One afternoon last week, I found myself staring at a draft of an email. I was mid-sentence and just…could not focus. After reading and re-reading the words I had already managed to get down, I finally hit save and closed the draft.
When I looked at the clock, I realized I had been slogging away rather unproductively since I completed and sent off a proposal about an hour before.
Instead of getting upset at myself for wasting time, I decided to take stock.
Was I distracted? Yes. In fact, I was pre-occupied with an unrelated looming deadline and was fielding texts from my mom. Was I hungry/thirsty/tired? My water glass was empty on the desk in front of me. Come to think of it, I was thirsty. My back was also achy because I was hunched over.
A lack of focus is just one more message our brains are sending us that we can listen and learn from. Typically, when we can’t focus we are being bombarded with distractions, we are experiencing stress or overwhelm, we are ignoring another signal our bodies are sending us (e.g. thirst), or we have just reached our cognitive limit for that moment/hour/day. The following tactics address these underlying causes to help you get back on track.
From smartphone notifications to coworkers with questions, our work environments are full of distractions. If you’re having trouble focusing, do what you can to remove as many distractions as possible. Put your phone on silent and into your desk drawer. Take your work to an empty conference room or other quiet space. Close slack and email and turn off their notifications for an hour.
Choose One Thing
Sometimes a lack of focus is a symptom of overwhelm. You’re thinking about all the things you have to do – or jumping between them. Choose one single task that will move you forward on one single project. Shut down everything else and commit to work on just that one thing for say, the next 30 minutes.
Offer to Help Someone Else
Helping others not only gives you a mental break from your own work, but it activates the release of dopamine that will boost your mood. Anxiety and depression are linked to procrastination, so that elevated mood may help you focus when you get back to your to-dos.
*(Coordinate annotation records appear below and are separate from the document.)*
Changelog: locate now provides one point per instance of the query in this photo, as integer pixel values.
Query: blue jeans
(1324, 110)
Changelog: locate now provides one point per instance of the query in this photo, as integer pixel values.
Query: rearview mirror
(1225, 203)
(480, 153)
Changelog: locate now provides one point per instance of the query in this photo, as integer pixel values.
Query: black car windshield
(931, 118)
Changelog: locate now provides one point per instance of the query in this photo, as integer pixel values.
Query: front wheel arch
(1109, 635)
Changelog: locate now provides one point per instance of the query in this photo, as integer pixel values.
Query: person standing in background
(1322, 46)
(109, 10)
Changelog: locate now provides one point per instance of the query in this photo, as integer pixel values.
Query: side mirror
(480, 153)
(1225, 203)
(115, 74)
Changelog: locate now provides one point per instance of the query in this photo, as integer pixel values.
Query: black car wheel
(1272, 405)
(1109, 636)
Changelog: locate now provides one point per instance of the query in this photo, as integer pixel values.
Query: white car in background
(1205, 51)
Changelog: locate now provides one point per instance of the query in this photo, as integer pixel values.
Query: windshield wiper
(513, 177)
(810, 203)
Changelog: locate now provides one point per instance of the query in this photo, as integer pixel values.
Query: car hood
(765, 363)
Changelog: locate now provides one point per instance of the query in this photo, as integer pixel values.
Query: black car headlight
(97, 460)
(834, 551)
In addition, having healthy relationships with your coworkers is all kinds of good for your well-being!
Take a Break
Sometimes we just need a break. One oft-cited study found that the most productive workers plugged away for 52 minutes, followed by 17-minute breaks. While I wouldn’t worry too much about setting yourself 52 and 17-minute alarm reminders, the idea of an hourly break holds water. When you can’t focus, give yourself some time to walk away and let your mind wander. You’ll be better able to buckle back down when you return.